The Robustness Gap: Real-World Challenges in AI-Based Flood Severity Assessment
Samiksha Bharti
Department of Computer Science and Engineering, Dr. B. C. Roy Engineering College, Durgapur, West Bengal, India.
Prokriti Das
Department of Computer Science and Engineering, MCKV Institute of Engineering, Howrah, West Bengal, India.
Bappaditya Das *
Department of Computer Science and Engineering, Dr. B. C. Roy Engineering College, Durgapur, West Bengal, India.
*Author to whom correspondence should be addressed.
Abstract
Flood events are becoming more frequent and severe with rapid urbanization and climate change. With rising risks, accurate real-time assessments are critical for disaster management and operational decision-making, such as emergency response and resource allocation. Implementing artificial intelligence (AI), particularly deep learning (DL), has advanced the automation of estimating the damage from floods using satellite and sensor data.
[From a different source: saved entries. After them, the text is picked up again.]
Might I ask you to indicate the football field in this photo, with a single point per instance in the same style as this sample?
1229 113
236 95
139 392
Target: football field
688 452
However, despite strong results in controlled environments, these models often suffer significant performance degradation under real-world conditions. This article assesses the state of the art in using AI to measure the severity of floods, paying specific attention to the robustness of the models and their general applicability to various environmental conditions. More than fifty primary studies published from 2019 through 2024 were analysed within the systematic literature review framework. The review proposes a diagnostic framework centered on three interconnected domains of difficulty: the quality and diversity of data, the model structure and ‘interpretability, and the authenticity of the environment, which includes turbidity, meteorological interference, and intricate topographical challenges. Results show that predictive reliability decreases significantly under sensor noise and unseen environmental conditions, although benchmark performance is usually high. There is a lack of analytic tools to measure the degree of these shortcomings. This review focuses on the growing “robustness gap” in artificial intelligence literature on flooding. It presents a vision for developing precise, adaptable, and functionally resilient AI capable of reliable deployment in operational flood disaster management.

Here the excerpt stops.